Poison busted out on the hair glam rock scene with furry, releasing a slew of rock and roll hits with aggression. However, when the group released Every Rose Has Its Thorn, the group showed another side of their emotions.
The fans loved the result and the song became one of the group’s biggest hits in a power ballad. The power of the lyrics and the backing tracks shined right through the makeup and hairspray to reveal a top hit.
For many decades now this song has been used commercially. The song has been used in movies, commercials, and more. The song is about the little yellow perennial that so many people are familiar with.
This song was first created and recorded in the year 1968 by The Foundations. The vocals on the song deliver the message with meaning and clarity, asking for buttercup to not break his heart.

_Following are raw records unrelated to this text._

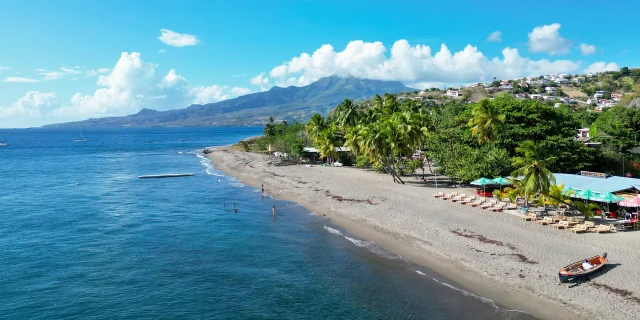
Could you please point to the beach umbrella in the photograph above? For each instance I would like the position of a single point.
(633, 202)
(482, 182)
(501, 182)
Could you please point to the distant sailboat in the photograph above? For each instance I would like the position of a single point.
(83, 138)
(4, 142)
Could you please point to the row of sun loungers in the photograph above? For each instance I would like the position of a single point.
(471, 200)
(571, 226)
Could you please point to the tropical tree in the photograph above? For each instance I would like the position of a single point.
(532, 167)
(486, 122)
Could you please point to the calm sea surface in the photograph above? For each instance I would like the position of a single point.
(82, 237)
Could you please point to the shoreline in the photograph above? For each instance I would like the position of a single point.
(412, 245)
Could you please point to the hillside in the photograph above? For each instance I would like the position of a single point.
(291, 103)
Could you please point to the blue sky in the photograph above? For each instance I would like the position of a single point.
(71, 60)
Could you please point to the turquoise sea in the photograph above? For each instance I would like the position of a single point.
(81, 237)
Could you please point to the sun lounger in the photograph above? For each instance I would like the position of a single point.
(467, 200)
(529, 217)
(590, 224)
(561, 225)
(602, 229)
(545, 221)
(488, 204)
(581, 228)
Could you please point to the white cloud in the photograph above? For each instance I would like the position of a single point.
(176, 39)
(495, 36)
(261, 81)
(27, 110)
(133, 84)
(413, 65)
(601, 67)
(20, 79)
(547, 39)
(172, 79)
(237, 91)
(587, 49)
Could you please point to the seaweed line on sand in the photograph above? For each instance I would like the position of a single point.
(468, 234)
(619, 292)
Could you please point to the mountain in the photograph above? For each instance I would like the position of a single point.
(291, 104)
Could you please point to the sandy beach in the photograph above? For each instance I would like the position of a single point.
(494, 255)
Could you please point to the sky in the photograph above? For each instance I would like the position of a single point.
(73, 60)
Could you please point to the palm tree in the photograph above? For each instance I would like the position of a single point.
(486, 122)
(532, 166)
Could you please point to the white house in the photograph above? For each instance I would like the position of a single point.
(583, 134)
(453, 93)
(598, 94)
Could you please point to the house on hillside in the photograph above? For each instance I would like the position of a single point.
(453, 93)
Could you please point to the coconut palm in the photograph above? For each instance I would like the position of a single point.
(532, 167)
(486, 122)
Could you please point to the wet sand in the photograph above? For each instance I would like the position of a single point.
(494, 255)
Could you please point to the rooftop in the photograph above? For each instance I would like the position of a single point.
(610, 184)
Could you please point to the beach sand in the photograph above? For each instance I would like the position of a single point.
(494, 255)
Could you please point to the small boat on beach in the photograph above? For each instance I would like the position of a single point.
(577, 269)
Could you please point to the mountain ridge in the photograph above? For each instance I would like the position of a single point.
(291, 103)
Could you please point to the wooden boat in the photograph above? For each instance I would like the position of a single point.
(576, 271)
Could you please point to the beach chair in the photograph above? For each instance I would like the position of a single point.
(580, 228)
(590, 224)
(602, 229)
(449, 196)
(475, 203)
(467, 200)
(561, 225)
(545, 221)
(511, 206)
(489, 204)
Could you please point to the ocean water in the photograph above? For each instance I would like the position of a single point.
(81, 237)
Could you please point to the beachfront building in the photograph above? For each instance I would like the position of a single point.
(453, 93)
(600, 183)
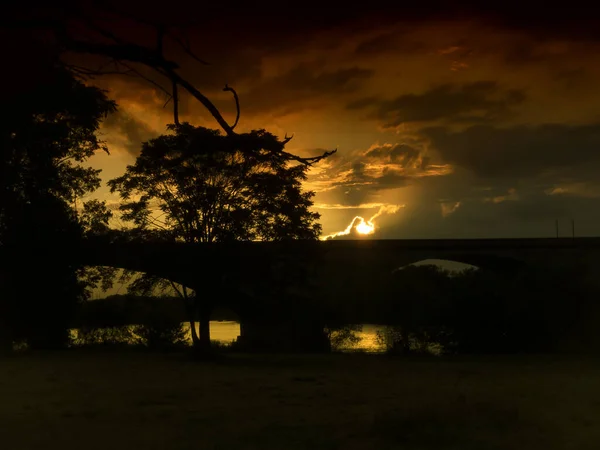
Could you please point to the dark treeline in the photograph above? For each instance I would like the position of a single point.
(537, 309)
(128, 309)
(198, 185)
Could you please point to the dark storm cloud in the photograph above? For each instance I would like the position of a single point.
(521, 151)
(480, 101)
(389, 43)
(304, 83)
(134, 131)
(403, 154)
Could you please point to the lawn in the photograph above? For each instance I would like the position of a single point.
(88, 401)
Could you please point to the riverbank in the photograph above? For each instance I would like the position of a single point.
(101, 400)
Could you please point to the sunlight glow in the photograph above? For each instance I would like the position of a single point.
(365, 227)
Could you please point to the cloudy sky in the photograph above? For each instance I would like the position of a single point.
(452, 123)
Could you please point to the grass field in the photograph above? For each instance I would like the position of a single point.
(88, 401)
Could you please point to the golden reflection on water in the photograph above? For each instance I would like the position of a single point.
(228, 331)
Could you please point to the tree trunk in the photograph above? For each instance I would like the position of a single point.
(205, 313)
(195, 339)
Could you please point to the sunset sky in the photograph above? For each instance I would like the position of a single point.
(450, 124)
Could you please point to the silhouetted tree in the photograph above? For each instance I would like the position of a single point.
(49, 131)
(200, 186)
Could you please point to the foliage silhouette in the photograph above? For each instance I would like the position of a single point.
(48, 134)
(478, 311)
(197, 185)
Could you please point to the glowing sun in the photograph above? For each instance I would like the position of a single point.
(365, 227)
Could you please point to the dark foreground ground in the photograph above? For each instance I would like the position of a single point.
(89, 401)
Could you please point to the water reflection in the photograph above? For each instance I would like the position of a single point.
(227, 332)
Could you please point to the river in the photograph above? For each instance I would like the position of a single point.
(228, 331)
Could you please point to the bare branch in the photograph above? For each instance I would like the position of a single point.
(308, 161)
(185, 45)
(287, 139)
(237, 104)
(137, 73)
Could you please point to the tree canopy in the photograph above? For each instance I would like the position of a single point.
(199, 185)
(51, 128)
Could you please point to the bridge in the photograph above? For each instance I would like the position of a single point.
(346, 271)
(196, 265)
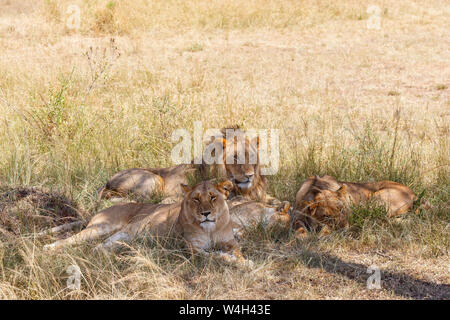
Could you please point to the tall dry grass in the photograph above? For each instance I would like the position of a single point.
(355, 103)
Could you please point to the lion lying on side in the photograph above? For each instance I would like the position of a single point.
(202, 218)
(246, 177)
(323, 202)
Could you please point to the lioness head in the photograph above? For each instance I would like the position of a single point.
(206, 204)
(242, 163)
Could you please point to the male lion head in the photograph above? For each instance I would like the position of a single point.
(206, 204)
(326, 208)
(242, 163)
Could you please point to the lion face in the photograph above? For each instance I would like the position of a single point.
(206, 203)
(241, 160)
(327, 207)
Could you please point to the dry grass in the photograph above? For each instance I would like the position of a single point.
(356, 103)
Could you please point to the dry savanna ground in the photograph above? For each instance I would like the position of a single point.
(351, 101)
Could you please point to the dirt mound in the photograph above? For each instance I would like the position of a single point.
(24, 210)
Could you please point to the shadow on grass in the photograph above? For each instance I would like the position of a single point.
(400, 283)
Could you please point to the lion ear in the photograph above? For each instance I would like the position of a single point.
(185, 188)
(225, 187)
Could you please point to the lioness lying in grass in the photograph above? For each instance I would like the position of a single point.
(202, 218)
(324, 203)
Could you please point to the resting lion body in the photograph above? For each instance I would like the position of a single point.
(245, 175)
(324, 201)
(202, 218)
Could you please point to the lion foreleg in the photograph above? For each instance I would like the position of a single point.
(90, 233)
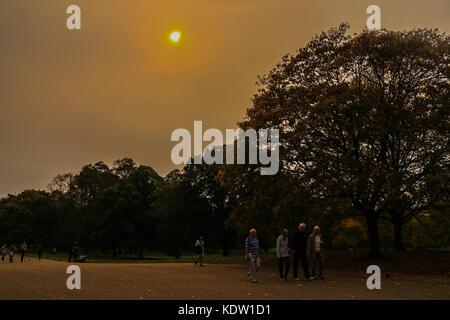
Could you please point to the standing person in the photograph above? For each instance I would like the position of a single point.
(283, 254)
(12, 250)
(4, 251)
(252, 254)
(23, 249)
(40, 249)
(70, 254)
(199, 250)
(299, 252)
(315, 251)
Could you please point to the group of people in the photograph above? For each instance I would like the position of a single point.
(302, 248)
(11, 250)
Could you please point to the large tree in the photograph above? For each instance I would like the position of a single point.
(363, 118)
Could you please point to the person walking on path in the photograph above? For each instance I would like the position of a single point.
(252, 254)
(315, 252)
(70, 254)
(199, 251)
(4, 251)
(12, 251)
(40, 250)
(283, 254)
(23, 249)
(299, 252)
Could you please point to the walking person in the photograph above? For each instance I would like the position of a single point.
(12, 251)
(283, 254)
(23, 249)
(299, 252)
(70, 254)
(315, 251)
(40, 250)
(199, 251)
(252, 254)
(4, 251)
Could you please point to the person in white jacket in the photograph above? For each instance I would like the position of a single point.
(283, 255)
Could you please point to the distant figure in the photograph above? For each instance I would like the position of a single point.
(12, 250)
(4, 251)
(299, 251)
(70, 255)
(252, 254)
(199, 251)
(283, 254)
(23, 249)
(40, 249)
(315, 248)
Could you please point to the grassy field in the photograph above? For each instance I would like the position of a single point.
(150, 257)
(418, 262)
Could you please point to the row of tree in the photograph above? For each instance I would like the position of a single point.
(364, 123)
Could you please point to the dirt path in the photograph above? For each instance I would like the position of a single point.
(47, 280)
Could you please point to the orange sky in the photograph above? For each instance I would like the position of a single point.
(117, 88)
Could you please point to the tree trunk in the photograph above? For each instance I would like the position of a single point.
(398, 239)
(374, 238)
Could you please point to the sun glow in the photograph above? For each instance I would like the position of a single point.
(175, 36)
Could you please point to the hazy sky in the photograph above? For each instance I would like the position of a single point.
(117, 88)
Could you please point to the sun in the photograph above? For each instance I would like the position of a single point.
(175, 36)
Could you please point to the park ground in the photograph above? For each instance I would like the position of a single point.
(46, 279)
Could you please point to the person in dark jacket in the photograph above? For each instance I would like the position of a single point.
(299, 251)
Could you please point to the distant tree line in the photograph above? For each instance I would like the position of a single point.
(364, 152)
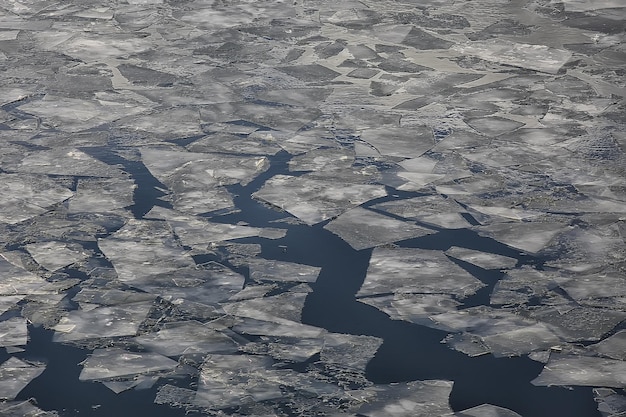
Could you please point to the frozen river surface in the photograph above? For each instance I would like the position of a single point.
(313, 208)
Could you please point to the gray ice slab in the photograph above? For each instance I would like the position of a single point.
(410, 399)
(582, 370)
(182, 338)
(287, 305)
(26, 196)
(579, 323)
(13, 332)
(55, 254)
(114, 362)
(270, 270)
(400, 142)
(535, 57)
(528, 236)
(314, 200)
(362, 229)
(15, 375)
(96, 195)
(351, 351)
(487, 410)
(484, 260)
(416, 271)
(230, 380)
(114, 321)
(415, 308)
(432, 209)
(613, 346)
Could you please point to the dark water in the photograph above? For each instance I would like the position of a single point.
(409, 352)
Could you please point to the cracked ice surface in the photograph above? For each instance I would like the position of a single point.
(285, 208)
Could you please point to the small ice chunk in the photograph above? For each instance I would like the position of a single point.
(97, 195)
(417, 271)
(187, 337)
(270, 270)
(55, 255)
(410, 399)
(484, 260)
(15, 374)
(528, 236)
(287, 305)
(487, 410)
(432, 209)
(351, 351)
(535, 57)
(362, 228)
(314, 200)
(13, 332)
(415, 308)
(114, 321)
(613, 346)
(400, 142)
(25, 196)
(582, 370)
(231, 380)
(579, 323)
(114, 362)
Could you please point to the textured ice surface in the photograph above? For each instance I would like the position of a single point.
(363, 228)
(15, 374)
(114, 362)
(582, 370)
(416, 271)
(313, 200)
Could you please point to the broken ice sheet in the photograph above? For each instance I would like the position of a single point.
(314, 200)
(25, 196)
(113, 321)
(582, 370)
(613, 346)
(55, 255)
(487, 410)
(102, 195)
(415, 308)
(230, 380)
(528, 236)
(270, 270)
(362, 228)
(410, 399)
(400, 142)
(417, 271)
(15, 374)
(181, 338)
(114, 362)
(535, 57)
(484, 260)
(13, 332)
(432, 209)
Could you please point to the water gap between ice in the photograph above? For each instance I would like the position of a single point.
(409, 352)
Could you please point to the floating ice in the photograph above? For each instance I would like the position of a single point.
(114, 321)
(362, 229)
(56, 255)
(582, 370)
(15, 374)
(269, 270)
(13, 332)
(26, 196)
(410, 399)
(416, 271)
(484, 260)
(535, 57)
(114, 362)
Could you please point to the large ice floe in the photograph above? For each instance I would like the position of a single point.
(313, 208)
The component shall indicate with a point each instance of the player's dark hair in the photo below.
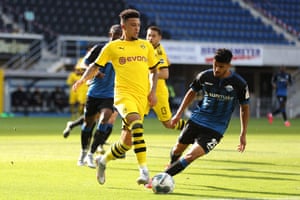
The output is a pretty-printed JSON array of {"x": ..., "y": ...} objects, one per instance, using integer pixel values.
[
  {"x": 129, "y": 13},
  {"x": 155, "y": 28},
  {"x": 223, "y": 55},
  {"x": 116, "y": 28}
]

1997 was a heartfelt year for England and America alike. Princess Diana, the Princess of Wales, had died in an avoidable car crash. Elton John felt the need to play this masterpiece in the memory of the princess.
There is no flower named in the title, however, the song is referred to as ‘England’s Rose’ and this makes the song suitable for this list.
The 1997 hit was created in 1973 over the loss of Marilyn Monroe. John adapted the song in the wake of Princess Diana’s death to pay tribute. This song is the highest-selling single ever.
A duet from two of the most famous voices coming out of the 1970s. The back and forth between the two singers leads to much emotion being drawn out in the listener. The lyrics point to love lost and how much love is missed.
The song talks of what used to be in a relationship, but is no longer present. The couple seems to miss the love songs and flowers they used to bring each other. No more.
This song is a bit less serious than the others mentioned on this list. The song was originally written by Al Dubin and his writing partner Joe Burke in the year 1929.
Nick Lucas, a jazz guitarist, released the song and it hit the number one spot on the charts shortly after. This song, because of the tone and content, was featured in the very first Looney Tunes cartoon ever produced.